このコンサートをさいごのコンサートにしよう。このコンサートだけは精一杯がんばろう。
少女は決意をかみしめながら美しい東京の夜景をみていた。テレビドラマが好評だったのだろう。コンサートは満員でパンフレットも全部売り切れた。パンフレットのさいごのページに少女はこんなメッセージをかいた。
どうもありがとう。
ほんのちょっとの間、おわかれネ
but、but またどこかで、
逢えますよね
その時を信じて・・・さよなら、
(I 'll be seeing you)
少女は精一杯歌った。最高にもりあがった。コンサートが無事にすんだ後、少女にはすべてをやりおわった安心感があった。マンションにもどった少女は洗面所からカミソリをもってきてベットに横たえた。少女は自分の左手首をしばらくながめていた。おそろしいという気持ちはおこらなかった。だがいざ手首にカミソリをあてた時、少女の心にもう一度だけ話しをしてみたい相手があらわれた。しばらくまよった末、少女はカミソリをおいてその男に電話をかけた。だが、でたのは女性だった。おそらくちかく結婚するとうわさされている女優の×××だろう。

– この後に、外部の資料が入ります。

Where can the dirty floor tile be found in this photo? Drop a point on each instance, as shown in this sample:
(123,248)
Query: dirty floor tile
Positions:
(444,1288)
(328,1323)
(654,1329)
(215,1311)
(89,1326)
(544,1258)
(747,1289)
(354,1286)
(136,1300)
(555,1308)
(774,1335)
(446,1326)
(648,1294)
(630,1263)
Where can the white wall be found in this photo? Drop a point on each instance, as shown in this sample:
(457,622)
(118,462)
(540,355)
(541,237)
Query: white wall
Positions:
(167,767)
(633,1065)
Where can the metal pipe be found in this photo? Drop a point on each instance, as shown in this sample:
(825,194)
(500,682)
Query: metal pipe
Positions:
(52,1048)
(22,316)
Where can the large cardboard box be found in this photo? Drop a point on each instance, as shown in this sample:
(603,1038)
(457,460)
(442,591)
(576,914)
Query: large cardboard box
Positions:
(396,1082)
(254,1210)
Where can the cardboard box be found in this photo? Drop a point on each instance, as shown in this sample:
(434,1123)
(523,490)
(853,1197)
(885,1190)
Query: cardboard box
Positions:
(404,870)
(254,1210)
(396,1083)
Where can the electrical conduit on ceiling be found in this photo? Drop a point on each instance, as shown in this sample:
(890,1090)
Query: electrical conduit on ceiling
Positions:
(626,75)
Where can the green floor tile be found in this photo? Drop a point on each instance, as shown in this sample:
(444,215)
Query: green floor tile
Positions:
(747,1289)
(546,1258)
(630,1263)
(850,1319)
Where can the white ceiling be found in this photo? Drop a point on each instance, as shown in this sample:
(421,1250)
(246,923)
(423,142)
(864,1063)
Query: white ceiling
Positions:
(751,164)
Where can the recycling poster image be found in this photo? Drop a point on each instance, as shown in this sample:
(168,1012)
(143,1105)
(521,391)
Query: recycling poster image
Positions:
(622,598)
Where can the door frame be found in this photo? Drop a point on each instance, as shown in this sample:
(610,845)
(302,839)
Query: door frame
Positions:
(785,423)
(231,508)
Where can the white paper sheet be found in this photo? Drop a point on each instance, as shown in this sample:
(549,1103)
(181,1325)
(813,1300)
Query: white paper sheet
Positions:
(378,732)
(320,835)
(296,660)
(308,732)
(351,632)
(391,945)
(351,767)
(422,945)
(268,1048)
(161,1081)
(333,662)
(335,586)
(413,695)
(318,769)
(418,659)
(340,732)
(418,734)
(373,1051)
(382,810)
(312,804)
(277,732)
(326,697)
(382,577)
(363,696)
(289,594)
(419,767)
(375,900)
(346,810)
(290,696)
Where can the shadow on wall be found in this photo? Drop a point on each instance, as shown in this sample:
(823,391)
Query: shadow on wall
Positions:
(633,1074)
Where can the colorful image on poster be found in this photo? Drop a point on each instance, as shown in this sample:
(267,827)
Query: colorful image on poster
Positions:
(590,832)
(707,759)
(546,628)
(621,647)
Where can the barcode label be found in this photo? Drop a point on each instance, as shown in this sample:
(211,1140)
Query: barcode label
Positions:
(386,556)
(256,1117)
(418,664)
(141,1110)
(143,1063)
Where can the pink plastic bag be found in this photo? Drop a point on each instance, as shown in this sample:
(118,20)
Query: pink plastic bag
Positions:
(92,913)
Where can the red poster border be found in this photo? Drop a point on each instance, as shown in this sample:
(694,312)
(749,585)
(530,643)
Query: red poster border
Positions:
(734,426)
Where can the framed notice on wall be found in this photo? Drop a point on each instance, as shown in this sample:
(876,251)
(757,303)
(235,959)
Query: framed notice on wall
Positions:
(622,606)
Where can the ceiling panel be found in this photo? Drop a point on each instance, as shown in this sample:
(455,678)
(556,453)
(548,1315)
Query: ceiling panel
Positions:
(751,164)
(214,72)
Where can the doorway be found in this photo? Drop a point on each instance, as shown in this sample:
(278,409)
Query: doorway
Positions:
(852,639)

「××はいま、お風呂に入っています。何か伝えておきましょうか。」
「いえ、いいです。」
少女は受話器をきった。そしてガス栓をひねり、ベットに横たえて睡眠薬をのみ、左の手首を切った。死に対するおそれの気持ちはなかった。カミソリが入った時は一瞬チクッという注射のような痛みが走ったが、それはその時一瞬だけだった。少女は睡眠薬の作用で深い眠りに入っていった。
だが少女は死ねなかった。少女が目をさましたのは病院の一室だった。左手首には包帯がまかれていた。少女は窓の外をみた。まだ夜があけたばかりの時刻だった。すぐに知らせを聞いてマネージャーと社長がきた。幸いケガはたいしたことはない。医師の許可で二人は少女を車にのせて事務所につれ帰った。二人は狼狽し、そして少女にはげましのことばをかけた。少女は泣いていた。自殺が失敗して生きのびるということはプライドの高い彼女にとって死ぬよりつらい、恥ずかしいことだった。少女は社長室に通された。二人は少女に話しかけることばを知らなかった。しばらく後、隣室から電話がなったので社長は部屋をでた。社長室は少女とマネージャーの二人きりになった。彼女は何をいっていいかわからない。
「何かのむ。」
少女はだまって首をふった。
「ストロベリージュースはどう。」
少女はだまってうなづいた。
マネージャーがストロベリージュースをとりにいった。
部屋には少女だけになった。少女は立ちあがって部屋をでた。一段一段屋上へと少女は階段をのぼっていった。少女の心はうつろだった。自分は生きていてはいけない人間なのだ。屋上の扉をあけると四月のまばゆい陽光が入ってきた。少女の心には少しのおそれもためらいもなかった。それは少女にとってごくかんたんなことだった。少女は空を見上げた。
一瞬何だか自分が空をとべるような気がした。
フワッ。一瞬、少女の体は宙に舞った。だがそれは一瞬だけだった。
昭和六十一年四月八日の正午のことだった。